I have no idea what you're trying to say with the rest of that. But if you've really got a problem with this, I suggest you take it to a high school physics teacher and not an internet forum for a RPG.
Lagomorph
Jun 5 2006, 09:17 PM
Scaling the levitate the otherway, you could lift an arcology up very very slowly, assuming you bypass it's OR threshold.
Shrike30
Jun 6 2006, 09:49 PM
You've got an object sitting in a neutral environment (no air, no gravity, nothing to screw with this example). It weighs 1 kg, it's doing 0 mps. 0 momentum, 0 KE. You've got another object in that same environment. It weighs 1 kg, it's doing 10 mps. Momentum is 10 (momentum = mass * velocity, 1x10=10), KE is 50 (KE = .5 M * V^2, .5x1x(10x10) = .5(100) = 50).
These two objects collide efficiently, and become a single 2 kg object travelling at 5 mps. Your momentum is still 10 (2x5 = 10), as momentum is conserved. However, your KE has just plummeted to 25 (.5x2x(5x5) = 1x(25) = 25). Energy is conserved as well, so where did that other 25 joules go? Heat. Your objects are now 25 joules warmer.
When you've got a rocket firing in space, it sends reaction mass in one direction at a given velocity, the rocket in the other. The amount of velocity gained by the rocket is directly linked to the momentum of the reaction mass going outwards, not to the kinetic energy of the reaction mass.
Edward
Jun 11 2006, 03:58 PM
QUOTE (Austere Emancipator) 
after the first application of The Force, A had a velocity of 1d/t, and kinetic energy equal to 0.5 x 1m x (1d/t)^2 = 0.5md^2/t^2.
with the second application of force, Object A gained 1.5 units of kinetic energy. 
Much sniping above
How can 2 applications of the same force for the same time result in different changes to energy.
That is my problem.
As to lifting the arcology. It only has an OR of 3 or 4. Any competent magician will be able to lift it.
Edward
Austere Emancipator
Jun 11 2006, 04:24 PM
The same force, different applications.
Let's assume The Force is/has a force of 1md/t^2. When it accelerates Object A, with mass 1m, to a velocity of 1d/t, it does 0.5md^2/t^2 of work  The Force is applied on Object A for a distance of 0.5d  increasing Object A's kinetic energy from 0md^2/t^2 to 0.5md^2/t^2. When it accelerates Object A from 1d/t to 2d/t, it does 1.5md^2/t^2 of work, applying 1md/t^2 of force on Object A for a distance of 1.5d, increasing the kinetic energy of Object A from 0.5md^2/t^2 to 2md^2/t^2.

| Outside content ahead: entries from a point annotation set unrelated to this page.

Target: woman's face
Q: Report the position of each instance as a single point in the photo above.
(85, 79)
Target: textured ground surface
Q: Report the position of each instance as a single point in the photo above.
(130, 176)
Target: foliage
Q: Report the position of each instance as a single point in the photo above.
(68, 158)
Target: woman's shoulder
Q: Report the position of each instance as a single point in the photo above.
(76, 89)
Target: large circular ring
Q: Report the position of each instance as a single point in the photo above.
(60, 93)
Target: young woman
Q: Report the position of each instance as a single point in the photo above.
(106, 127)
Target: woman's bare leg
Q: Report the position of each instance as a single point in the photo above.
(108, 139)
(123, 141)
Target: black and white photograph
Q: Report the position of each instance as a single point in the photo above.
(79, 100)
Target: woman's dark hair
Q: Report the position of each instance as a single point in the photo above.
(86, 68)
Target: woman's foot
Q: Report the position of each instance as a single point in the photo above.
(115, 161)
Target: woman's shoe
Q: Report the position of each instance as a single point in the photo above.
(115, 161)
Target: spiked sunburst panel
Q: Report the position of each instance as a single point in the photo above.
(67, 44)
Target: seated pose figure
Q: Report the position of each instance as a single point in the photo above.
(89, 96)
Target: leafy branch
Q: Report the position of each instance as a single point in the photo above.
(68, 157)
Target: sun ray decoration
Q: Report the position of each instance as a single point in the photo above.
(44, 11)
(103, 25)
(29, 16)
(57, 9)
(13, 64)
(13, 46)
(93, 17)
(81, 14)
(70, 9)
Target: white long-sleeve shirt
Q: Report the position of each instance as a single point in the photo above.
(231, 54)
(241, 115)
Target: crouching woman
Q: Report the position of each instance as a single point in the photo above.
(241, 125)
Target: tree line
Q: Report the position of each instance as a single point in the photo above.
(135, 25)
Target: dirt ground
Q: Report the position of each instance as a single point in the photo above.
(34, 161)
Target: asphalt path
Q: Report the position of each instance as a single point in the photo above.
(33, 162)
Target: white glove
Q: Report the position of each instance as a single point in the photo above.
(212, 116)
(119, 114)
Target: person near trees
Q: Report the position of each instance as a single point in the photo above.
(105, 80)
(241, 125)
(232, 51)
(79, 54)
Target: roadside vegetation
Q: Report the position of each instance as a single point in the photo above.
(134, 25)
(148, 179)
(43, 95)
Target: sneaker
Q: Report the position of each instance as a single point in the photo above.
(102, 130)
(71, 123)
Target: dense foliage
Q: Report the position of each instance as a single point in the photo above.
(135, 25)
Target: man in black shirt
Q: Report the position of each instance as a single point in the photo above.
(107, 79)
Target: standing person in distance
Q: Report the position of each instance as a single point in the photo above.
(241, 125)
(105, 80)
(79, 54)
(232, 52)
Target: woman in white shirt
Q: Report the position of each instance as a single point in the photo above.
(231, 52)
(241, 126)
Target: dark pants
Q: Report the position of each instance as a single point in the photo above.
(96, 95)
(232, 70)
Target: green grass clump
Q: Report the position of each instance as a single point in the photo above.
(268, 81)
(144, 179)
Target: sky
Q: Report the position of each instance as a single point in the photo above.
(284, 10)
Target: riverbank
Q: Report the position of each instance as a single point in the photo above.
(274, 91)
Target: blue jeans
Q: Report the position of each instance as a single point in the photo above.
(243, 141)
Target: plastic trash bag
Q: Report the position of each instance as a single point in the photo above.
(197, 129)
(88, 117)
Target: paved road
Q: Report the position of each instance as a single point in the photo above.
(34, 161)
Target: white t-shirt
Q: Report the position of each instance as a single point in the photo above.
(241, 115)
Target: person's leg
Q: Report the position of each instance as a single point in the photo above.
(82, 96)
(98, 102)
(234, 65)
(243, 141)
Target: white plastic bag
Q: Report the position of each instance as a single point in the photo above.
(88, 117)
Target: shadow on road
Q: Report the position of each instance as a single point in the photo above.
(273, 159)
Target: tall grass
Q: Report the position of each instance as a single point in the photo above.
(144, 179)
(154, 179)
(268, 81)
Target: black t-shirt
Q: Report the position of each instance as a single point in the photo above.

And, again, it would be better to resolve these issues of yours with a physics teacher than someone who almost flunked high school physics on an RPG forum.
Shrike30
Jun 12 2006, 06:23 PM
Two applications of the same amount of force to objects with different masses will result in a matching change in
momentum, not energy. Energy's relation to mass is geometric, but it's relation to velocity is exponential (as I laid out about 3 posts ago). If you don't buy this, I suggest taking some physics courses or looking it up online.
Wikipedia has a decent article on this.